Ma questa è un’altra storia, che magari racconteremo in un’altra rubrica…

L’argomento della nostra chiacchierata è la televisione. Ti conosciamo come addetto ai lavori, ma che tipo di telespettatore sei?

Oh, bella questa domanda! Dunque, come spettatore adoro Blob, lo trovo fantastico.
L’anno scorso, quando conducevo Furore, mi è capitato di finirci dentro ed ero esaltato come un bambino. Anche adesso, quando qualche frammento delle mie telecronache del wrestling viene preso ed utilizzato come insert, io godo come un pistola.

Bene, hai citato il wrestling, un programma che io adoro fin dagli anni Ottanta. Che esperienza stai vivendo come commentatore?

Beh, innanzitutto è divertente. Poi c’è un discorso molto particolare da fare per quanto riguarda il linguaggio che ho scelto di utilizzare. Io sono subentrato a Dan Peterson, che faceva una cronaca che magari non era “seria” nel senso canonico del termine, ma che comunque era molto tecnica. Quando sono arrivato io gli autori del programma mi hanno spiegato che bisognava cambiare registro, provare qualcosa di diverso.
Siamo partiti dalla considerazione che il pubblico italiano è più smaliziato di quello americano e non “abbocca” a tutta la finzione del wrestling, capisce che a volte se le danno sul serio e a volte no . Allora abbiamo deciso di valorizzare un altro aspetto del format, quello più vicino alla fiction. Pensa, gli sceneggiatori del wrestling sono gli stessi di Friends, e la struttura di base è quella di Beautiful: io ti frego la donna, tu ti vendichi, mi fregi la macchina e allora io ti picchio. Ci sono tutti questi odi trasversali che originano delle storie, quelle che gli americani chiamano feud, che sono la vera spina dorsale del programma. Sì, in fondo è proprio Beautiful, solo che questi invece di baciarsi e copulare si menano.
L’innovazione che abbiamo introdotto è che io commento queste storie piuttosto che il gesto tecnico, che comunque è presente ed è molto importante: i wrestler sono degli atleti eccezionali che si allenano otto ore al giorno per compiere quelle acrobazie. Se ci provassi io a fare delle cadute del genere dovrebbero usare la mappa per ricompormi!

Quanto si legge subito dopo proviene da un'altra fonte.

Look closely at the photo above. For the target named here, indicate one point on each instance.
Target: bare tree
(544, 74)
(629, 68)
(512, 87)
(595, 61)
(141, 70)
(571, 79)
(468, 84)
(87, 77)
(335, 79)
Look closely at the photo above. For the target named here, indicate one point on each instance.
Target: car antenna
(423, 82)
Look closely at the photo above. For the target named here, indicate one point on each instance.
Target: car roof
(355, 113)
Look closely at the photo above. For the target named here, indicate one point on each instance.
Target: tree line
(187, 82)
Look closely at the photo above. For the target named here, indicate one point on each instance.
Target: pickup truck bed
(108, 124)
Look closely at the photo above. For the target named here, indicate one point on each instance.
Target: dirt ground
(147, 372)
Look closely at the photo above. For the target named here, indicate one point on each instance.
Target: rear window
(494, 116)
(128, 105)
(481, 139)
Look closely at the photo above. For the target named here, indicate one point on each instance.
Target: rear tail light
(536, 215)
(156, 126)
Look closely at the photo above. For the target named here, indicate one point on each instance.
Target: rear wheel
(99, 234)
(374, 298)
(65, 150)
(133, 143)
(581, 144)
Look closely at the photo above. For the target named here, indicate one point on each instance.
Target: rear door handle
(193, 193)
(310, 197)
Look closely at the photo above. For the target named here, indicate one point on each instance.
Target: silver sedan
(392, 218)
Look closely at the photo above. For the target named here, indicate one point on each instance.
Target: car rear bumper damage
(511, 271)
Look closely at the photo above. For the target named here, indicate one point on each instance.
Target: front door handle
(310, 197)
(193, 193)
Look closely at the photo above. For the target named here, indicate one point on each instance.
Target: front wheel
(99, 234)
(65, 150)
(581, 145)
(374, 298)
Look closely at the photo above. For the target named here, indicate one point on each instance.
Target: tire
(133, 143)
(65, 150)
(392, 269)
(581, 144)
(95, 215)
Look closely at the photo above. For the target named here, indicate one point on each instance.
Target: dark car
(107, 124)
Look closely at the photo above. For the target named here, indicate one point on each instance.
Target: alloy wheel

A proposito di innovazioni nel linguaggio, mi sembra che anche con Candid Camera tu abbia sperimentato soluzioni nuove…

Sì, anche in questo caso insieme agli autori abbiamo provato ad introdurre una nuova chiave di lettura. A differenza di quello che era il classico modello di commento delle candid camera, che si sviluppava a partire da un punto di vista esterno e provava ad entrare nella testa dell’autore, io compio un lavoro che parte dall’interno, interpretando con la mia voce la vittima dello scherzo. In questo modo ne faccio dei personaggi, caratterizzandoli anche con le diverse inflessioni dialettali.
Poi ogni tanto faccio anche l’attore per le candid. Adesso ne stiamo realizzando una nuova serie che ci ha commissionato Italia Uno: hanno visto quelle dell’anno scorso e sono letteralmente impazziti.

Questo mi porta a una riflessione un po’ particolare: tu hai sempre giocato molto sulla tua corporeità, eppure in molti dei programmi che hai realizzato non compari fisicamente ma solo vocalmente. Come hai fatto a tradurre il tuo corpo in voce?

La voce in grasso? Mah, è una cosa naturale, mi sono sempre sentito a mio agio sia che mi esprimessi con tutto il corpo sia che utilizzassi solo la voce. Poi la corporeità c’è sempre stata: Ciccio Valenti non è un marchio registrato, ma poco ci manca.